It’s been a while since we had a chance to take a look at War Mongrels, the real-time World War II tactics game from publisher and developer Destructive Creations. Following a delay, the PC version landed on Steam and the Epic Games Store on October 19, featuring English voice-overs with support for English, French, Italian, German, Spanish, Turkish, Japanese, Korean, Polish, Portuguese (Brazil), Russian, and Simplified Chinese subtitles.

The story centers on a pair of Wehrmacht soldiers who start out fueled by propaganda. Before long, they find their new purpose in fighting back against the expanding Nazi forces that got them into their regrettable situation in the first place, opening their eyes to the horrors of war in the process and eventually meeting other like-minded soldiers who have their own unique skills to bring to the team. In the context of a real-time strategy game, these varied attributes provide a chance to mix up tactics and choose what works best for each situation, from those who specialize in sneaking and distraction to others who are more action-oriented guerrilla fighters.

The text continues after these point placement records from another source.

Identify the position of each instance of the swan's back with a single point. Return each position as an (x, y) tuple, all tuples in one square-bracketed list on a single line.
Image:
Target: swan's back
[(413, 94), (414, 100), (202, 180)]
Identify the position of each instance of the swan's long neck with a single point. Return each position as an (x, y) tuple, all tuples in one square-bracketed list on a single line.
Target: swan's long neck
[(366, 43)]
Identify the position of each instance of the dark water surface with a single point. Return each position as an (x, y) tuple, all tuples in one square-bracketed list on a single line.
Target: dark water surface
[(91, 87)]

The characters of War Mongrels don’t just grow in terms of realizing their purpose, but they also evolve in the way they carry out their own acts of war along the way. While they started out simply hoping to get away from the war entirely, they eventually strive to prevent the unnecessary deaths of innocents who tend to get caught in the crossfire. The team at Destructive Creations promises an appropriately grim storyline, from the overall subject matter to details such as the bodies that remain in the trenches long after each skirmish has ended.

Even if the names aren’t attributed to real soldiers who served in the war, there are plenty of true stories highlighting the history behind it all. It’s not just about the events, dates, locations, weapons, and units scattered about the game; players will also find in-game historical articles and other artifacts of the time, keeping even the most intense of showdowns grounded in real circumstances. Moves like these are a great way to keep games in the genre from coming off as purely sensational or exploitative. War Mongrels doesn’t want its players to forget that its events all have a basis in reality; they’re just shown through a narrative lens unique to this particular outing.

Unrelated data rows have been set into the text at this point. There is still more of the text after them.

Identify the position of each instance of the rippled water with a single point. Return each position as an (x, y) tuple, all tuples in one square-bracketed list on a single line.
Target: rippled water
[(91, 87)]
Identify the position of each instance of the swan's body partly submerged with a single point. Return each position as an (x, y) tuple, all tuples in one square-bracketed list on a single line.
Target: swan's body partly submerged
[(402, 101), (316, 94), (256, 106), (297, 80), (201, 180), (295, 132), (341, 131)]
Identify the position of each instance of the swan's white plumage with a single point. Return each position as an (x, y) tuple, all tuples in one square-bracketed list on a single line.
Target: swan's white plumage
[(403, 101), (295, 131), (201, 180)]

Those who dig strategy and covert tactics can queue up actions in Planning Mode to set up a sequence of commands and fire them all off at once. Staying hidden and lurking in the shadows will give your squad the opportunity to distract the enemy, perform quick executions, and hide the bodies to keep the presence of your squad concealed. If that’s not your bag, though, you can always go into a situation with guns blazing and take on some serious fire fight challenges along the way.

One of the features that makes War Mongrels unique is the way it switches out of these strategic moments and pivots into action. If enemies spot your stealthy squad, for instance, you’ll be able to switch to twin-stick Combat Mode to shoot your way out of a potentially grim situation. It looks like Destructive Creations has put together something interesting for a few different types of players, and hopefully by the time you read this, the PS4, PS5, Xbox One, and Xbox Series X versions will have joined the PC version in the wild.